Hi All,
I am looking for some help with understanding the most logical way (mathematically speaking) that I can reduce post-normalized rna-seq counts in order to fit varying regression/tree-based models for the purpose of phenotype prediction.
Background:
- 60 "treatments": A treatment in this case is a particular full-sib family
- 200 Biological replicates: Each of the treatments (i.e. each full-sib family) has roughly 3~4 biological replicates
- Minimal pre-filtering was done on raw count data to remove transcripts with all 0's
Raw count data was normalized with a linear mixed model to account for lane, index, and familial relationships
-- counts were log2 transformed prior to normalization and given an offset of 1
-- output of normalization process is log2 counts
The normalized count matrix is now 200 x 70,000 and I would like to filter out transcripts in a way which removes the least amount of biological variation.
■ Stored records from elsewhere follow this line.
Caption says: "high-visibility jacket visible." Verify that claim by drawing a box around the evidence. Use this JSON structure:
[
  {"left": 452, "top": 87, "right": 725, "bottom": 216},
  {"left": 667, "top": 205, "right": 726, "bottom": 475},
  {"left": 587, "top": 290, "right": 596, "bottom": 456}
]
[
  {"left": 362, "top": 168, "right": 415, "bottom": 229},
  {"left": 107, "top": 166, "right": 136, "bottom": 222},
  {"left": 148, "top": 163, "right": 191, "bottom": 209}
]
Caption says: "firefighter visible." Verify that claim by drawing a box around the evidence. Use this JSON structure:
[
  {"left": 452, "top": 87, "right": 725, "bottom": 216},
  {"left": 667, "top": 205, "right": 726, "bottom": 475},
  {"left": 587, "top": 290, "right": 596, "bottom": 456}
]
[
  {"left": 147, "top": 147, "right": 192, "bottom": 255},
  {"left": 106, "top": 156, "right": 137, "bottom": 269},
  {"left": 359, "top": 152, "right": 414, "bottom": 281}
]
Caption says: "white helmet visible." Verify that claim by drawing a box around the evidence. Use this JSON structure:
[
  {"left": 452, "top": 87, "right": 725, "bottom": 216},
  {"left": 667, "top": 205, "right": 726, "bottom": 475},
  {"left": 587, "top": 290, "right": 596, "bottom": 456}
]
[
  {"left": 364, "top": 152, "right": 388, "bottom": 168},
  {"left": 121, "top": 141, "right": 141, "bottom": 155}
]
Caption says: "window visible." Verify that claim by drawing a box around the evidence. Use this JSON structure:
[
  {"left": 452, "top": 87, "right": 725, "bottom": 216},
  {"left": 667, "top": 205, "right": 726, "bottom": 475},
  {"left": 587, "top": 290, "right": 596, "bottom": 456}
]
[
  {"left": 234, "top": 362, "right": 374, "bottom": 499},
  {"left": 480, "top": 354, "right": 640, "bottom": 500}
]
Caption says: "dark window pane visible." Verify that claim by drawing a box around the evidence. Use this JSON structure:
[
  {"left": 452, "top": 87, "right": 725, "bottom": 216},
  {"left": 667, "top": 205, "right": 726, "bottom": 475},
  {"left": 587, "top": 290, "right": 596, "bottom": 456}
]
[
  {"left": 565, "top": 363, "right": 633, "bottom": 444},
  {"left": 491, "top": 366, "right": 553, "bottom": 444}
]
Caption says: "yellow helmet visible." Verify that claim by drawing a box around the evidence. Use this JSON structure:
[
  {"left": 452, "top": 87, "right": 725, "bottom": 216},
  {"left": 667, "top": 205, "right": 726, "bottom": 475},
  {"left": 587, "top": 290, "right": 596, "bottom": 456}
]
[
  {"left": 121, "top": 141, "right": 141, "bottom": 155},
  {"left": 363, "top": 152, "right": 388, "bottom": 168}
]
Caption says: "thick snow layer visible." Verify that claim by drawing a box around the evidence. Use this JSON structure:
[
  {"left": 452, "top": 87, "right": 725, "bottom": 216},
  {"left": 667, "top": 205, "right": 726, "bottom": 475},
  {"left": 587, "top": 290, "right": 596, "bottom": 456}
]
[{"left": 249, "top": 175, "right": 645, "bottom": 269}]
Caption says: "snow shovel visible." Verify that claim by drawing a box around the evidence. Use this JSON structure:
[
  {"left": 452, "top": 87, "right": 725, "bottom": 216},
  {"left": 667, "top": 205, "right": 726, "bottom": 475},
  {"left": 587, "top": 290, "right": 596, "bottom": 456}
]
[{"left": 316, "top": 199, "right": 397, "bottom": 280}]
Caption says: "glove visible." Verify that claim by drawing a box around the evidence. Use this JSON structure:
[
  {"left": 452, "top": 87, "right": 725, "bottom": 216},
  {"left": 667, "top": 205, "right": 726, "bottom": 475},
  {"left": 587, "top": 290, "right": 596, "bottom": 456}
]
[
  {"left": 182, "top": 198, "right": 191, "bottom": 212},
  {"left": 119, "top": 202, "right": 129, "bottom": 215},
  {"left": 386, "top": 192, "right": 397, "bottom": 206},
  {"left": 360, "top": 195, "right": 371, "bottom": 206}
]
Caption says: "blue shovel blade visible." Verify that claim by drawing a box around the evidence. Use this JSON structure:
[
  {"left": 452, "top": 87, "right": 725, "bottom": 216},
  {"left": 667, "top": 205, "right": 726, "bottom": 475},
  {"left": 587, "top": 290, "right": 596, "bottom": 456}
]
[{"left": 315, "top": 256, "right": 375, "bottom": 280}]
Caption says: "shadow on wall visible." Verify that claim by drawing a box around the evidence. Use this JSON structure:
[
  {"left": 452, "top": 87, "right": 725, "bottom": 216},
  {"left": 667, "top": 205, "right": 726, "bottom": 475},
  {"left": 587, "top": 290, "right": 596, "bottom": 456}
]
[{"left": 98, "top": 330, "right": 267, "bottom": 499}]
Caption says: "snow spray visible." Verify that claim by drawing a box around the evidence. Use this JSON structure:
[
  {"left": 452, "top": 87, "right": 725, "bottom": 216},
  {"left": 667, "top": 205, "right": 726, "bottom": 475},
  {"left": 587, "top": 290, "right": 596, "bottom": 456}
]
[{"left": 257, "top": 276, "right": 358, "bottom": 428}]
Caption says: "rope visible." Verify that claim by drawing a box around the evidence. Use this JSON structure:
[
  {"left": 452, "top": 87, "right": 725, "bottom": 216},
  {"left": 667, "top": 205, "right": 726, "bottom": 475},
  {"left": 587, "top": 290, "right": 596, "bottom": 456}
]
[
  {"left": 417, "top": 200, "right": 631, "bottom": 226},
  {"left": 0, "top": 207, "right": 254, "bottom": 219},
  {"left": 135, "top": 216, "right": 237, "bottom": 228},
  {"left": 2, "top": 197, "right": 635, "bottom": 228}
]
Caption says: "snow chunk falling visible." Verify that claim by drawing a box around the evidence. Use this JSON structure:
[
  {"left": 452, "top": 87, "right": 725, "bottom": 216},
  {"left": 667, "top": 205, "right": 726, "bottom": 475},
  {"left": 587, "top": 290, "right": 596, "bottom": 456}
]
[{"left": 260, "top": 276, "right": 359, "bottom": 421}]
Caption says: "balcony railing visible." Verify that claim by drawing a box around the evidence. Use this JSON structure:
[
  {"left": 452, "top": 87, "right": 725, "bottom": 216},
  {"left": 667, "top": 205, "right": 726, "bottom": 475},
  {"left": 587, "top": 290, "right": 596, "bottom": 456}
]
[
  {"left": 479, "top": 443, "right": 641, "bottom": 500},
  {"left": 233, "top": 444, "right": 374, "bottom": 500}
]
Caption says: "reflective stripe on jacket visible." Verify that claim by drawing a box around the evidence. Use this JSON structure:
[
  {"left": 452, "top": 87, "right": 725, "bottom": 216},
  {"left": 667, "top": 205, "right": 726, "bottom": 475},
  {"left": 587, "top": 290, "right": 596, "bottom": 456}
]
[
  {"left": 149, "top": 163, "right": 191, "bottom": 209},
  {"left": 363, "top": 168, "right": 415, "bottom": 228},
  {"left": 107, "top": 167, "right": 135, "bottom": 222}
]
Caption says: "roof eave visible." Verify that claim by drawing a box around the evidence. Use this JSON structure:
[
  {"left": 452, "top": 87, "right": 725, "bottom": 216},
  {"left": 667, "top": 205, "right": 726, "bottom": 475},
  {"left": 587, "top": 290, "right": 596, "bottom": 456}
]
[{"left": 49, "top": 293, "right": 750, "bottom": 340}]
The objective would be to get a smaller subset of around 10-20K which I could use as the input to caret for prediction modeling.
Side questions:
Question 1) Can I filter on these log transformed counts?
Question 2) If I wanted to estimate the dispersion of my normalized counts, would this make sense to do using the log-transformed or exponentiated counts? Does it even make sense to filter on dispersion? ("cries for help")
Question 3) Generally speaking, what are common practices for filtering RNA-Seq for the purposes of prediction (not necessarily for DGE)
General speaking I'd filter all genes with 0 sum counts, and average CPM/TPM/RPKM/FPKM less than 1. Then normalize filtered counts for library size and between subject variance. Limma voom is very good for this application and can incorporate quality weights for sequencing libraries. Then for regression I'd be careful with how many factors you include as the more you add the more likely you overfit. Unfortunately, like they say, RNAseq data sets are feature rich, so you'll have to do some sort of factor reduction to determine which genes are most predictive of a phenotype. For this, I'd suggest looking into lasso, ridge, and elnet regression.